Ночь была тихая, тёмная, задумчивая. В окно было видно, как точно зарницы далёкой грозы вспыхивали огни отдельных пушечных выстрелов. Но грома их не было слышно. Саблину показалось, что взблески огней стали ближе, чем днём, слышнее была канонада. Огни появились сейчас за тёмной полосой большого леса, вёрстах в двадцати от замка.

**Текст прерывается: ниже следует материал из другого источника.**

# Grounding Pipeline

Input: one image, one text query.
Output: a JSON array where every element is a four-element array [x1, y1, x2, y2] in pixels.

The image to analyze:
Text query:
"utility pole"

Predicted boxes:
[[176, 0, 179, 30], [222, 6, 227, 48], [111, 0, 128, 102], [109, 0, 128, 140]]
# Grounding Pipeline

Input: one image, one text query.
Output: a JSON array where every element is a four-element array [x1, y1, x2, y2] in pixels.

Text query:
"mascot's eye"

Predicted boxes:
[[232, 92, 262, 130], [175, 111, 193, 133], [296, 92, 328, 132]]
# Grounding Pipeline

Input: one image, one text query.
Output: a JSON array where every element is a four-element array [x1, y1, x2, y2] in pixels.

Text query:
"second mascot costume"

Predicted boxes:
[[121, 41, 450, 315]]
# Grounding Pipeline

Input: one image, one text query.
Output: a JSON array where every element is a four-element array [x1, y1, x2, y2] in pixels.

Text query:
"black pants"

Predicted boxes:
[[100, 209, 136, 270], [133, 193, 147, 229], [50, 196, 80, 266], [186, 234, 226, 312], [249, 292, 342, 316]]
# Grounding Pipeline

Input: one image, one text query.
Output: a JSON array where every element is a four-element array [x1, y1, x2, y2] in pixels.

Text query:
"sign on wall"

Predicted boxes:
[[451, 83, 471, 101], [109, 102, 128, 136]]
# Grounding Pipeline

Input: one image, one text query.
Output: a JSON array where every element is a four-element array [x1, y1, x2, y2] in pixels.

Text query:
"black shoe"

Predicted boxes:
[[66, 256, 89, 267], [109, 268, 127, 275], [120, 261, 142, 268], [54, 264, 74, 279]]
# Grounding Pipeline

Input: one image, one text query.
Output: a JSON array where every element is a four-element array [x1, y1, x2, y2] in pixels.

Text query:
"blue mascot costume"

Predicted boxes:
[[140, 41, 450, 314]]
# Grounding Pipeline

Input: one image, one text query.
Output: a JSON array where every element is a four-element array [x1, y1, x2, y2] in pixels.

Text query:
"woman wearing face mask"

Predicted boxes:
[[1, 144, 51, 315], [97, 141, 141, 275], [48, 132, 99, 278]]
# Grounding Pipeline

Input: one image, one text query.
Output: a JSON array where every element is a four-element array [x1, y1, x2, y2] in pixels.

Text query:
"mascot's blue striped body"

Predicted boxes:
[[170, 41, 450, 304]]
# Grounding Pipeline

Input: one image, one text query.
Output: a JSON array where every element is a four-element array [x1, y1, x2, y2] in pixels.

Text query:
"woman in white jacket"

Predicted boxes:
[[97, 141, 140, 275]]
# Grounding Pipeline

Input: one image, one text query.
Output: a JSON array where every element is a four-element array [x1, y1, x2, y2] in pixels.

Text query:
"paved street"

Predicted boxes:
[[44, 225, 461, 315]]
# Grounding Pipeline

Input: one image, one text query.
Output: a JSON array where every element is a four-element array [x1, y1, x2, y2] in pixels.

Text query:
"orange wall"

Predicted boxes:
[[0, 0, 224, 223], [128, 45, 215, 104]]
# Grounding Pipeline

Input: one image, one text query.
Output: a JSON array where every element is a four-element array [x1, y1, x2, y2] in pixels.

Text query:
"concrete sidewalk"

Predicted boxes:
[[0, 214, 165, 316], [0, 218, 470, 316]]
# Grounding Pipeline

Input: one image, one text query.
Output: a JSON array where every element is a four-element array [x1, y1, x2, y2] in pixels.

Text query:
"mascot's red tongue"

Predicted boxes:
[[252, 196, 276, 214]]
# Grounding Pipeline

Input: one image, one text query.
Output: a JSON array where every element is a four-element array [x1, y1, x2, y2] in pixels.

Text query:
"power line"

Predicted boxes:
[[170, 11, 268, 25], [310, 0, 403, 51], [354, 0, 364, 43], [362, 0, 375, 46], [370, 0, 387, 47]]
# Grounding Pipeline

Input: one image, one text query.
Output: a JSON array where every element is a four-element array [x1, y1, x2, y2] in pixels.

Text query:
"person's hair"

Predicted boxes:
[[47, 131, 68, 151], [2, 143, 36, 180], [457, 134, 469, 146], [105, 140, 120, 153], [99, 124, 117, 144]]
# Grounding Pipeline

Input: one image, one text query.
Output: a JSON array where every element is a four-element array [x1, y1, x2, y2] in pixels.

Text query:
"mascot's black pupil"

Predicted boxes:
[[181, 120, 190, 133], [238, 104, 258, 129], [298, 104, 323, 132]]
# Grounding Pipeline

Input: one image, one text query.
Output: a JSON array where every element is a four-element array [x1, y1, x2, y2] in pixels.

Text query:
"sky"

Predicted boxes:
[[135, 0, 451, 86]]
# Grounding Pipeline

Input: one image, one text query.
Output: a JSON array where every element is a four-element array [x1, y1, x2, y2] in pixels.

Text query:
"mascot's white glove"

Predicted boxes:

«Неужели наши отошли», — подумал Саблин. Снизу раздавался певучий вальс, и в раскрытые окна слышались голоса.
В одиннадцать часов, как было условлено с Ротбеком, трубачи заиграли марш и ушли. По коридору с шумным говором расходились офицеры.
— Ты знаешь, Санди, — говорил Покровский, идя обнявшись с Артемьевым, — Анеля обещала меня ровно в два часа ночи впустить в семнадцатый номер.
— Какая же ты скотина, — смеясь говорил Артемьев, — ведь ты мне рога наставишь.
— Каким образом?
— Она обещала меня впустить ровно в двенадцать и с тем, чтобы в половине второго я ушёл, а то муж придёт.
— Ах ты! Но это очаровательно.
— У вас, господа, настоящее приключение, — сказал барон Лидваль, — а мы с Пушкарёвым делимся Полиной.